Quelle est la situation actuelle du gouvernement ?

Le gouvernement de Chavez est sorti très affaibli du coup d'Etat. Mais cette fragilité va continuer s'il met en pratique le discours conciliateur qui s'annonce depuis son retour au pouvoir.

La conciliation telle que la conçoit Chavez est un nouveau pacte - comme celui de Punto Fijo [accord emblématique, passée en 1958, entre Action Démocratique (AD), COPEI (Social chrétien) et Union républicaine démocratique (URD), après la chute du dictateur militaire, le général Pedro Jimenez; la période de dictature militaire s'étend 1948-58, avec un premier dictateur Romulo Gallegos Freire, puis Jimenez- réd] - qui laisse de côté le peuple qui l'a soutenu, et négocie avec les secteurs de droite qui ont essayé de le renverser.

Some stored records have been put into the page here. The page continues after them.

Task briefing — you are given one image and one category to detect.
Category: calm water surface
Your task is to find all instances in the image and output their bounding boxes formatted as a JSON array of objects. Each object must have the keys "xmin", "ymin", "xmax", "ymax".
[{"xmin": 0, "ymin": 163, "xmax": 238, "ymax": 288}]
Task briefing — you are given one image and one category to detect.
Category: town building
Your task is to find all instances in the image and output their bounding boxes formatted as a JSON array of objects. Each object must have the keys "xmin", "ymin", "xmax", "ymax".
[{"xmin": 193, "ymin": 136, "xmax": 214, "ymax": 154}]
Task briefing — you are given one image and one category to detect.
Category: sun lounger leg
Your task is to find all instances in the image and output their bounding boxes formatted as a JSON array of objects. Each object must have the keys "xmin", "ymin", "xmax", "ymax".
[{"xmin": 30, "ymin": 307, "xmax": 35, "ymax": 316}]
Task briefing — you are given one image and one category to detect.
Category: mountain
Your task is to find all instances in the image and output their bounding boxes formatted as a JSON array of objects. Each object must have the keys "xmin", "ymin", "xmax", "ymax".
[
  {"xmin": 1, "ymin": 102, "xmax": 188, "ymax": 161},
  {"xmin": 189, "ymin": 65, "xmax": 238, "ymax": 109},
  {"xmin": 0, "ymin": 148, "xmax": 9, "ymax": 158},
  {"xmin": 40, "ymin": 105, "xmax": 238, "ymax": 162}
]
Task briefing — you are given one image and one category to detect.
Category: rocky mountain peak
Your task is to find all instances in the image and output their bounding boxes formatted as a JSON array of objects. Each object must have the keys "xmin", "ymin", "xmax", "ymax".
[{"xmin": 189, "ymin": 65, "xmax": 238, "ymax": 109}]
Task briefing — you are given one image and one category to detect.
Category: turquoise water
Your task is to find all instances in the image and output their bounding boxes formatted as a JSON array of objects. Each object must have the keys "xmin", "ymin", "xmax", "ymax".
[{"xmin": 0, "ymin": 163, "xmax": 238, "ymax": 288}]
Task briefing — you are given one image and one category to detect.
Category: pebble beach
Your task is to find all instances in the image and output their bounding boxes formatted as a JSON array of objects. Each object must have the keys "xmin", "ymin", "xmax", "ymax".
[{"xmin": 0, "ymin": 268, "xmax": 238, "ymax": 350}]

Quelle position a adopté votre mouvement pendant le coup ?

Avec Tercer Camino, nous nous sommes opposés au coup, nous sommes sortis dans la rue, mais nous avons fait une pétition demandant l'instauration d'un gouvernement patriotique.

Quelle était votre référence ?

Face à la situation telle qu'elle se présente actuellement, un secteur majoritaire socio-politiquement dans le pays - que l'on peut considérer comme le bloc patriotique et populaire, composé de civils et de militaires, dont certains sont actuellement au gouvernement et d'autres pas - est en train d'élaborer un document qui sera présenté ces jours-ci au Président Chavez.

En quoi consiste cette proposition ?

Il s'agit d'une opposition radicale à ce que nous pensons qui arrivera si Chavez poursuit sa politique de concessions, à savoir la privatisation du pétrole, du gaz et des services de base.

Notre initiative propose, entre autres, l'expulsion de l'aile droitière des Forces Armées, y compris certains que Chavez est en train de confirmer à leur poste, et la révision des mesures visant à créer un consensus, telles que l'acceptation de renoncer à nouvelle direction, par lui nommée, de la société pétrolière, la PDVSA.